Front-End / Back-End

This schema represents how the front-end and the back-end collaborates together.

Front-End / Back-End with main-thread-only WebAPIs

It happens that a Worker needs to access a main-thread-only API. In such cases a server capsule will be introduced in the front-end content wrapper, and the worker will use it as a server to access the main-thread-only API.

Front-End / Back-end. Multiple Windows

While on low-end devices most of the application will be shutdown when the application is in background, on high-end devices memory is not the big bottlenext anymore and so we can favor the user experience.

In such cases, if the application is already opened in the background, and the user opens a bookmark to a specific panel, starts a WebActivity resolving to the app, etc.., there is no need to restart the whole application logic, the bridge will just connect the 2 windows in a transparent fashion.

Memory Management

While one of the goal of this architecture is to free the main thread (using it UI related tasks only), and to share the related logic for instant bookmarks, actions, activities, there may be times where the memory limitations of the device are the bottleneck.

For such devices, the model offers a macro memory management.

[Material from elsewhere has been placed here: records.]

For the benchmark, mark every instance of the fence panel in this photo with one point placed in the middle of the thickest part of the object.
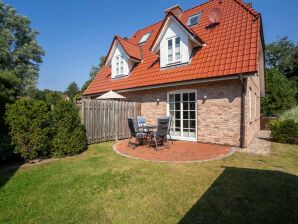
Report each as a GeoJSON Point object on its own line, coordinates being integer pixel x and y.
{"type": "Point", "coordinates": [107, 119]}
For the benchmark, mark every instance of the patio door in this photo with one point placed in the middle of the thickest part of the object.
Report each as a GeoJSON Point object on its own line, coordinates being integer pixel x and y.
{"type": "Point", "coordinates": [182, 105]}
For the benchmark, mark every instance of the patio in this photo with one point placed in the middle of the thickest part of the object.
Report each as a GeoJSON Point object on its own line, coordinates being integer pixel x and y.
{"type": "Point", "coordinates": [179, 152]}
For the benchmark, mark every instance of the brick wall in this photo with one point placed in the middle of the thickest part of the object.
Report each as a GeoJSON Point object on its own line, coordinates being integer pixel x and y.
{"type": "Point", "coordinates": [218, 117]}
{"type": "Point", "coordinates": [252, 105]}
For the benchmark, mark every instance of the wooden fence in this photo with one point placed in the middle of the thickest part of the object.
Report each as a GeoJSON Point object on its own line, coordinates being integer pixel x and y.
{"type": "Point", "coordinates": [107, 120]}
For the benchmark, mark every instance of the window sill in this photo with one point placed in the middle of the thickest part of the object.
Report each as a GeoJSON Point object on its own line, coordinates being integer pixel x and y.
{"type": "Point", "coordinates": [174, 63]}
{"type": "Point", "coordinates": [119, 76]}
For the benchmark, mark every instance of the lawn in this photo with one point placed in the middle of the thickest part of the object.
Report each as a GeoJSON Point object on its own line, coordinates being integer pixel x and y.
{"type": "Point", "coordinates": [100, 186]}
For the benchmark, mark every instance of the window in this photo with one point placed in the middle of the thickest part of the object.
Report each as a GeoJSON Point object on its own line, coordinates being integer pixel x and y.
{"type": "Point", "coordinates": [194, 19]}
{"type": "Point", "coordinates": [170, 50]}
{"type": "Point", "coordinates": [177, 48]}
{"type": "Point", "coordinates": [119, 65]}
{"type": "Point", "coordinates": [174, 51]}
{"type": "Point", "coordinates": [255, 105]}
{"type": "Point", "coordinates": [144, 38]}
{"type": "Point", "coordinates": [250, 104]}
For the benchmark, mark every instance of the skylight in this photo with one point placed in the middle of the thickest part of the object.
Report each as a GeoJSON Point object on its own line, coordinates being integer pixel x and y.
{"type": "Point", "coordinates": [194, 19]}
{"type": "Point", "coordinates": [144, 38]}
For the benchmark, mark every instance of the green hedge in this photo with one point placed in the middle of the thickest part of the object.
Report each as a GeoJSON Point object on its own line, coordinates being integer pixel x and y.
{"type": "Point", "coordinates": [39, 130]}
{"type": "Point", "coordinates": [69, 134]}
{"type": "Point", "coordinates": [284, 131]}
{"type": "Point", "coordinates": [30, 127]}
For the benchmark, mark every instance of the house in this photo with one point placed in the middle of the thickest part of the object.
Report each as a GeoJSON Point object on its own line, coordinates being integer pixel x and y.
{"type": "Point", "coordinates": [204, 66]}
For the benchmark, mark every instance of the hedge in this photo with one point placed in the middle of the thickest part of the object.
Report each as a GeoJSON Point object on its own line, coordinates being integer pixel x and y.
{"type": "Point", "coordinates": [284, 131]}
{"type": "Point", "coordinates": [38, 129]}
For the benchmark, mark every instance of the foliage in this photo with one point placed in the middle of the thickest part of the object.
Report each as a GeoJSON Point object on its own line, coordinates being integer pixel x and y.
{"type": "Point", "coordinates": [280, 94]}
{"type": "Point", "coordinates": [8, 81]}
{"type": "Point", "coordinates": [284, 131]}
{"type": "Point", "coordinates": [290, 114]}
{"type": "Point", "coordinates": [72, 90]}
{"type": "Point", "coordinates": [29, 122]}
{"type": "Point", "coordinates": [93, 72]}
{"type": "Point", "coordinates": [283, 55]}
{"type": "Point", "coordinates": [19, 49]}
{"type": "Point", "coordinates": [69, 134]}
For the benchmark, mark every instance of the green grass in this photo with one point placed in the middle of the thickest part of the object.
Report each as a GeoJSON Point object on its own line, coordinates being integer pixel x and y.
{"type": "Point", "coordinates": [291, 114]}
{"type": "Point", "coordinates": [100, 186]}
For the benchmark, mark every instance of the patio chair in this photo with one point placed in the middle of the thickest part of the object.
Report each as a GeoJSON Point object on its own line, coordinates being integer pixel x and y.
{"type": "Point", "coordinates": [159, 138]}
{"type": "Point", "coordinates": [142, 123]}
{"type": "Point", "coordinates": [140, 137]}
{"type": "Point", "coordinates": [170, 128]}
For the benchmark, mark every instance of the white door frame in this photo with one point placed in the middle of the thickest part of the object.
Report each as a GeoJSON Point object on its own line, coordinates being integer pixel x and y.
{"type": "Point", "coordinates": [181, 91]}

So when the application goes in background, most of the non user-facing parts (in red here) can be shutdown safely in order to recover memory.

Then, when the app is coming back to foreground, those can be restored to maximize the user-experience.

Threading Model

One of the goal of the architecture is to provide

• an easy way to create multi-threaded applications via bridge abstractions
• a workaround to make main-thread-only APIs available to worker threads

That said it's hard to predict which threading model will fit better on which device. So the architecture is intended to be flexible and run on different threading models based on runtime metrics such as the available number of cores and the available memory of the device.

This should let us use different threading model on a per hardware basis based on a configuration file per app.

Single-thread

Double-threads

Multi-threads

Back-End as Services

The hard split between the front-end and the back-end will let us explore alternative models, where both can runs onto separate processes, using the same bridge abstractions.

One front-end / One Service

One front-end / Multiple services

Multipe front-ends / Multiple services

Since the back-end is the one responsible to manage applications data, the same set of data can be shared across multiple front-ends.